Words you think of when you think of Russia throughout history: unmodernized, backward, retrogressive, archaic, medieval, dank and slovenly etc. I could go on, but I digress, the picture has been set. Russia hasn’t exactly been the picturesque empire, if that, that so many believe it could have or should have been. Being one of the physically largest country in the world during almost all of its 1500 + year existence(Liversidge 2), Russia is also denoted as being one of histories most notoriously hapless underachiever, with a few moments of illumination followed inevitably by years of “two steps back”. This can only be attributed to the, well nothing short of ‘colorful’ Tsars mother Russia has seen.

One of the most vivacious leaders ever to grace the throne was Peter the Great. Long before he proclaimed himself “The Great”, baby Peter was born to Tsar Alexis Mikhailovich and his second wife Nataliya Naryshkina on June 9 1672 in Moscow (Liversidge 2). Being the fourteenth child of Alexis, Peter wasn’t destined for much to start. He was ascended to the throne at age ten, however, due to his sick and invalid siblings; eventually his brother and Feodor died childless in 1682, leaving ten year old Peter and his imbecile brother Ivan to compete for the throne. Peter won out, and was sent from his childhood home at the country estate of Kolomenskoe to the Kremlin (the Russian White House).

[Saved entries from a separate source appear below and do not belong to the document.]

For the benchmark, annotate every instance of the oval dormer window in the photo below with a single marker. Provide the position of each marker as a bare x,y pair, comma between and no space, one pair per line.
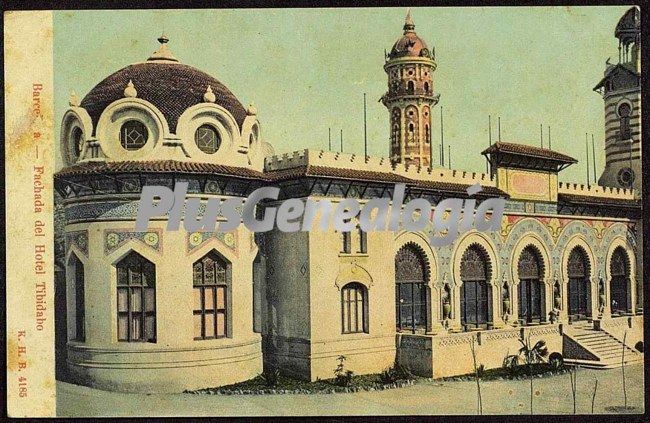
133,135
77,140
207,139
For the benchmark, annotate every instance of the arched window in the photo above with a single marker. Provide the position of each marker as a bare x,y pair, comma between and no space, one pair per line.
624,112
77,141
578,273
208,140
77,269
363,241
136,299
620,277
474,291
210,281
410,289
354,308
346,247
531,288
133,135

No sooner was he established, however, than Ivan’s family struck back. Gaining the support of the Kremlin Guard, they launched a coup d'etat, and Peter was forced to endure the horrible sight of his supporters and family members being thrown from the top of the grand Red Stair of the Faceted Palace onto the raised pikes of the Guard. The outcome of the coup was a joint Tsar-ship, with both Peter and Ivan placed under the regency of Ivan's elder and not exactly impartial sister Sophia. Never the less, Peter regained his title at age 17 after Sophia’s failed plot to murder the opposing heir, and sentenced her to life to a convent cell. He kept his brother Ivan as a figure head on the thrown though to deal with frivolous court traditions, while he kept sole power of Russia and learned many skills soon to be utilized in his sovereignty .

Standing at over 6 foot 8 inches tall(World History, 136), Peter was a big strong man and such was reflected in his legacy.